The Autobiography of Mark Twain just became the number one best-seller on Amazon. This means people have to come up with something new to say about Mark Twain 100 years after his death. Like: was Mark Twain a blogger?

Mark Twain expert Robert Hirst had this to say about Mark Twain's posthumously published memoir, which goes on sale Nov. 15th: "Partly a journal, partly a diary, and partly recollection. So yeah, I think of it as a kind of blog, a blog without a web!" Is The Autobiography of Mark Twain the world's most successful blog-to-book, ever?

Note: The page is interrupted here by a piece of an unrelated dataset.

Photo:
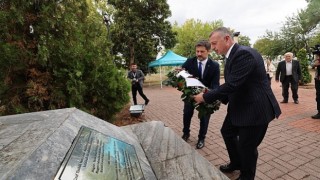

Let's examine the case for and against Mark Twain as blogger:

For

  • Mark Twain's early non-fiction articles and sketches, written for long-dead newspapers like the New York Tribune and the Alta Californian really did resemble blog posts: Short, witty, sometimes observational and sometimes explanatory, with the occasional bizarre flight of fancy.
  • Like some of today's notable bloggers, Mark Twain smoked incessantly.
  • Bloggers are deeply involved in the technical aspects of their publishing—What's the HTML tag for centering a photo?—in a way print journalists and writers are not. Mark Twain was similarly obsessed: He wasted most of his fortune trying to develop a complicated printing press that he thought could revolutionize the industry.
  • Mark Twain blogged—er, wrote about a vibrating sex toy in his memoir. Can you say, "overshare"?

Against

  • Mark Twain was rich for a while and owned a giant, hideous mansion in Connecticuit. No bloggers are rich.
  • Mark Twain smoked, but he smoked a pipe. If bloggers were ever caught smoking a pipe today, we would be mercilessly mocked, by other bloggers.
  • The only way people could correct his typos were via telegraph, not annoying comments.
  • The Internet didn't exist, and neither did blogs.

So, no, Mark Twain wasn't really the world's first blogger. He was a very good writer, though.[CBS.]